Audio Conditioned Continuous Facial Animation with Identity Preserving Dynamics

Siqi Li

Published: 03 Nov 2023, Last Modified: 06 Nov 2025OpenReview Archive Direct UploadEveryoneCC BY 4.0

Abstract: Synthesizing expressive talking heads from a single reference image and an audio clip demands temporally coherent motion and emotion-consistent facial dynamics. Many prior approaches discretize expression conditions or collapse control to a low-dimensional scalar, which induces neutral “waypoints,” discontinuities, and brittle transitions. We introduce AffectPilot, an audio-driven any-to-any framework that treats facial behavior as trajectories evolving on a learned continuous expression manifold.

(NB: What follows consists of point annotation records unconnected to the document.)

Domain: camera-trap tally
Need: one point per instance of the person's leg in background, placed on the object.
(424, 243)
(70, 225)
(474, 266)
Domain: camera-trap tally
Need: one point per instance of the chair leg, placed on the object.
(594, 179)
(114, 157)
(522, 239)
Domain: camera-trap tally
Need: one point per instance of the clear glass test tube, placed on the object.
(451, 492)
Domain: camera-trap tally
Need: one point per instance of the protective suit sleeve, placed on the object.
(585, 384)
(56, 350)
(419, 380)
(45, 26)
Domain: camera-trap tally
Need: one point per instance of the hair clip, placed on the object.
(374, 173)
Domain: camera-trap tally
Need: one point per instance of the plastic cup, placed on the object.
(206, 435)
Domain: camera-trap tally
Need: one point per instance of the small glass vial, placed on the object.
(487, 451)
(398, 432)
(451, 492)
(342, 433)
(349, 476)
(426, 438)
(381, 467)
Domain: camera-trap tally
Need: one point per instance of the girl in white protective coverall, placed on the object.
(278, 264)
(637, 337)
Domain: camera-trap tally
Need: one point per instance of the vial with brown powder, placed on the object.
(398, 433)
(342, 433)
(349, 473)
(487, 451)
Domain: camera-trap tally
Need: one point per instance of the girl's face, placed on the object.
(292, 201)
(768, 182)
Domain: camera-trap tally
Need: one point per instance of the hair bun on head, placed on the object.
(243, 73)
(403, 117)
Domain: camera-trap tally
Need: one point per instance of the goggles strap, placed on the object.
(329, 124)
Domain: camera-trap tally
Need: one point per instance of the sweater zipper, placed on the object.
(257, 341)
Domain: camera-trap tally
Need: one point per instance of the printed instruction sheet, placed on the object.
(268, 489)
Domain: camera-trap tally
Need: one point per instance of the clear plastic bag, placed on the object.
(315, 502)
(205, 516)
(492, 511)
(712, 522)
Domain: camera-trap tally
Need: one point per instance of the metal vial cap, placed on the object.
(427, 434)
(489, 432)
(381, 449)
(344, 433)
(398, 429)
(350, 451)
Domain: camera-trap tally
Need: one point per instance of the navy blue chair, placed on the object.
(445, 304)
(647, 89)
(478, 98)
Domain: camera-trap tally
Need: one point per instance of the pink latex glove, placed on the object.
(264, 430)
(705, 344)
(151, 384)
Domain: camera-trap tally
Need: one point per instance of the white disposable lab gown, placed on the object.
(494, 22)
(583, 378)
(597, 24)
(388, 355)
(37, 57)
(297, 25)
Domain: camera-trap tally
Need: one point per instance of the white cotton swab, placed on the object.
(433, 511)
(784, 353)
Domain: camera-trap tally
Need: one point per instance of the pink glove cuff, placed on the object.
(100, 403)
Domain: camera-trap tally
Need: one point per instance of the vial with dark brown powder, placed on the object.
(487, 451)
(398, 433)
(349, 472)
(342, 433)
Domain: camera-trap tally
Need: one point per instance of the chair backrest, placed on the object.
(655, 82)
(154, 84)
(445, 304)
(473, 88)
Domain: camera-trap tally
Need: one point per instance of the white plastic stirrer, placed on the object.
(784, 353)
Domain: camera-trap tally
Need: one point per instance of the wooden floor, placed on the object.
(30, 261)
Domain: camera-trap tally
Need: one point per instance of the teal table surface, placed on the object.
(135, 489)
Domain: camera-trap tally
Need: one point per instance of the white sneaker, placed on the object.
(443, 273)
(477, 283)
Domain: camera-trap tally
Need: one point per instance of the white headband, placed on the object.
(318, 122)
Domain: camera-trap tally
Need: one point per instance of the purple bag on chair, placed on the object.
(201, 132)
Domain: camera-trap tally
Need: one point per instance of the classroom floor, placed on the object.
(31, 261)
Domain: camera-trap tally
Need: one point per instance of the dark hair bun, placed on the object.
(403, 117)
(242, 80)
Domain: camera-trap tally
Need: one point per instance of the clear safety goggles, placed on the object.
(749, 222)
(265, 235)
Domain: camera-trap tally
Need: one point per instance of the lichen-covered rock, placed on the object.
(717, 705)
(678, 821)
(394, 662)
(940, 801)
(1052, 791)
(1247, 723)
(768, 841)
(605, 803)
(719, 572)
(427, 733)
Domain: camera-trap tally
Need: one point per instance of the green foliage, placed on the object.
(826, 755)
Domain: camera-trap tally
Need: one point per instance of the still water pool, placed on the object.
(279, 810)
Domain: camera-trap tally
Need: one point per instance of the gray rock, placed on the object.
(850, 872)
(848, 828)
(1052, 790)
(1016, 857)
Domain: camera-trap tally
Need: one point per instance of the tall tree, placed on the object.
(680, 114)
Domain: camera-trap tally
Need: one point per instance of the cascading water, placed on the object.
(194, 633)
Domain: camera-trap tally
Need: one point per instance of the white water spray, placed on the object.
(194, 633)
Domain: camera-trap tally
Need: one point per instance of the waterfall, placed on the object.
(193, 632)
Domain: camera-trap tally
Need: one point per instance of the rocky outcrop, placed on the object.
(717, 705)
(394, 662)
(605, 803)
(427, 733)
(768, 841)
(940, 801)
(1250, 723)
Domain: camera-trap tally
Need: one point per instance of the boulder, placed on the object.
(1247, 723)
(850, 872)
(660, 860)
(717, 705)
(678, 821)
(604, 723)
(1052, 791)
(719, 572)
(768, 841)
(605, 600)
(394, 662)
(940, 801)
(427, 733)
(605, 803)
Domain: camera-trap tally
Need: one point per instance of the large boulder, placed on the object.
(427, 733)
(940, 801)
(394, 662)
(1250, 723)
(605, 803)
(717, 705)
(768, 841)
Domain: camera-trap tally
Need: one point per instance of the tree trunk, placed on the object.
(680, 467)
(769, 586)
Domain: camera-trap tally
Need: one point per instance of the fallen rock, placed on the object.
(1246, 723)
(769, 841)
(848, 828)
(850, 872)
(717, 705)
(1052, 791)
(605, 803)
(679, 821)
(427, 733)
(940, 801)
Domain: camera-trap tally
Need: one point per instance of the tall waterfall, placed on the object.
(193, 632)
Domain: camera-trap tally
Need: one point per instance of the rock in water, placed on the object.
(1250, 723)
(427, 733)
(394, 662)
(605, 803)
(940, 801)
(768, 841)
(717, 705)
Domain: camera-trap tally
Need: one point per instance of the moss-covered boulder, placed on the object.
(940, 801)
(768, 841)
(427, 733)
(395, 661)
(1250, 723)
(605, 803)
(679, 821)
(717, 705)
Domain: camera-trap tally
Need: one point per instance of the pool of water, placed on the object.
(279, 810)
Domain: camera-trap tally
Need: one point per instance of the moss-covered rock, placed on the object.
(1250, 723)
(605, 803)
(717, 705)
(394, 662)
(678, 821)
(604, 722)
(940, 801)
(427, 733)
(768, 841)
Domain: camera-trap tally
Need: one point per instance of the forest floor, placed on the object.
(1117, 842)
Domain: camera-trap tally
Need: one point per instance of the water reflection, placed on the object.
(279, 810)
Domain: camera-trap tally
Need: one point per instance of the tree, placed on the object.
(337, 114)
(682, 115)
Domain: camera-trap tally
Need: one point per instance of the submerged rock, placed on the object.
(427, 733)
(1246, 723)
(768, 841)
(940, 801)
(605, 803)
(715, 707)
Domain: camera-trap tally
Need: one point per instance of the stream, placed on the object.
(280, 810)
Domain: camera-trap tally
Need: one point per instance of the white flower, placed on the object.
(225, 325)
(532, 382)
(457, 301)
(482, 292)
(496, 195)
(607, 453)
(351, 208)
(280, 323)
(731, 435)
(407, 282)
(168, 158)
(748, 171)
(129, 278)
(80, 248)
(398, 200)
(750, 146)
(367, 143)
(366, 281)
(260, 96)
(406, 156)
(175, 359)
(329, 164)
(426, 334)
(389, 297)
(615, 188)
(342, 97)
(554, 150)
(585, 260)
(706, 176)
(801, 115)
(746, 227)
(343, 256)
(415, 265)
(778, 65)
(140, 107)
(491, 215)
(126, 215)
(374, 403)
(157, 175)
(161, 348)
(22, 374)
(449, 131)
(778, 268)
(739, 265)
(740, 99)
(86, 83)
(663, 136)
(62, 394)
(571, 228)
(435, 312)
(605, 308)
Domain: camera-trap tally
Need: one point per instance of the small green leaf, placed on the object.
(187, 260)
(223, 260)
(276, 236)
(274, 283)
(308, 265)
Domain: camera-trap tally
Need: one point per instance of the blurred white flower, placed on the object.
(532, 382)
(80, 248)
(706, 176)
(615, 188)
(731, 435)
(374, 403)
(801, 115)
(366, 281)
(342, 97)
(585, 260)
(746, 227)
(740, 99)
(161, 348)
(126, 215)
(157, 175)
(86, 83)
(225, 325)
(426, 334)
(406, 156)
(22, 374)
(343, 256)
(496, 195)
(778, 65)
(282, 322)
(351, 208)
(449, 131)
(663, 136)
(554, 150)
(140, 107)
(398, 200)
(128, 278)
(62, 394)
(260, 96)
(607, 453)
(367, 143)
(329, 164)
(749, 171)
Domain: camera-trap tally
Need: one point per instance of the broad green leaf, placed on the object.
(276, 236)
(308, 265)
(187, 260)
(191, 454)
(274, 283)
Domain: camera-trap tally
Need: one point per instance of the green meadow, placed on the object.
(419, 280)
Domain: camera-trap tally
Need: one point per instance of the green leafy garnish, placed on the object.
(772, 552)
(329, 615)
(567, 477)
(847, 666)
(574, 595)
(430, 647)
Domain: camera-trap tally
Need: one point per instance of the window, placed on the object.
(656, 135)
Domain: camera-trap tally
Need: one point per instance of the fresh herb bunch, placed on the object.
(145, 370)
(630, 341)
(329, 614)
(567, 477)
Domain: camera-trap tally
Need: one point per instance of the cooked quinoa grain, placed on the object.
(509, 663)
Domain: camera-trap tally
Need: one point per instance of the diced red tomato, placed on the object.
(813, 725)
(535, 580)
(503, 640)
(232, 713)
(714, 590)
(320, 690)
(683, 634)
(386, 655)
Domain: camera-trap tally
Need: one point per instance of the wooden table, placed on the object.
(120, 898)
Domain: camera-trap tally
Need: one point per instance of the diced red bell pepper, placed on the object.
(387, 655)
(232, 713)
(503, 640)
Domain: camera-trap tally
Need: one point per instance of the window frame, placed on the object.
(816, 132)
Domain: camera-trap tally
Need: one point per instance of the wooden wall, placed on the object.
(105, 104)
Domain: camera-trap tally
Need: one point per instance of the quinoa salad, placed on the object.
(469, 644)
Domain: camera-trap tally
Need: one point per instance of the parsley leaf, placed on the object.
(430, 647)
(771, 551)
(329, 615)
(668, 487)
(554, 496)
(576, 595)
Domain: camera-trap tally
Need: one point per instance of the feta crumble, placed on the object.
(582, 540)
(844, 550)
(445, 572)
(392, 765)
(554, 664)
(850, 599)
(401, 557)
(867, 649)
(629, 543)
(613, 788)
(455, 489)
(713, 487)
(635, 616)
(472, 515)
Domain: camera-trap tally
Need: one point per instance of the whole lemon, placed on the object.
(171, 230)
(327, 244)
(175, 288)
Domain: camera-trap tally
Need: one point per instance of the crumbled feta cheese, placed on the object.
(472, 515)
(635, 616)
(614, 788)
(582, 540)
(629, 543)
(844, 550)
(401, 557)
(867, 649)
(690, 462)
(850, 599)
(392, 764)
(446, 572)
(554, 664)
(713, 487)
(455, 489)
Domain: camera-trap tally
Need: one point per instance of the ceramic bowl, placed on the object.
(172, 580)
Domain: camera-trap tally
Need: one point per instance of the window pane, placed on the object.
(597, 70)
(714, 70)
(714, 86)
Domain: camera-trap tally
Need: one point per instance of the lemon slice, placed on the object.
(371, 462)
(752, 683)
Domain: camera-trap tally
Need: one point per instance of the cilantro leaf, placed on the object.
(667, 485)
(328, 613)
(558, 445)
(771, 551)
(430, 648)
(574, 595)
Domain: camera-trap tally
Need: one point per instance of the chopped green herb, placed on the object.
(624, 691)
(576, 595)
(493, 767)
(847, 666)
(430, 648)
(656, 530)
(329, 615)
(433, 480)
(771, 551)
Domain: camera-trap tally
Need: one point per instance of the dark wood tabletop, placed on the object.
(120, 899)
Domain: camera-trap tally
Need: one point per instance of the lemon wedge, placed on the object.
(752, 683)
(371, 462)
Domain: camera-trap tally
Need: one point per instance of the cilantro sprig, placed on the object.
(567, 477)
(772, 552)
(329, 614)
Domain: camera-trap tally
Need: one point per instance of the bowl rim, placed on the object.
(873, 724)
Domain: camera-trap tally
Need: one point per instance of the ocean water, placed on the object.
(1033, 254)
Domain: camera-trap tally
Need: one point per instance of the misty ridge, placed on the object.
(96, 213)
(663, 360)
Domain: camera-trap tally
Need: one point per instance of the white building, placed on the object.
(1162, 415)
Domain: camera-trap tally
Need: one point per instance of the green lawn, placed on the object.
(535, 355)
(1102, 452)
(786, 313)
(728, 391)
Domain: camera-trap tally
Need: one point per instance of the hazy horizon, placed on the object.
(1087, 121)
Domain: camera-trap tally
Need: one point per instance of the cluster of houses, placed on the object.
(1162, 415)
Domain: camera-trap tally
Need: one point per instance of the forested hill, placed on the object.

From speech, we extract frame-level affect descriptors that capture prosodic and timbral cues; a Mixture-of-Experts policy then selects and blends specialized controllers to produce identity-adaptive, continuously varying expression signals without detours through neutrality. A diffusion-based renderer, coupled with an identity-preserving adaptor, converts these signals into photorealistic frames, while temporal alignment modules enforce cross-modal coherence via rhythm- and phoneme-aware constraints and motion smoothness objectives. Evaluations on CREMA-D demonstrate strong emotional consistency, natural expression transitions, and stable timing, with performance that matches or surpasses recent baselines. Ablations confirm that the manifold-based trajectory planning, expert mixture, and diffusion rendering contribute complementarily. The resulting system delivers continuous, adaptive expression control and robust audio–visual synchronization for high-fidelity, any-to-any talking-head generation.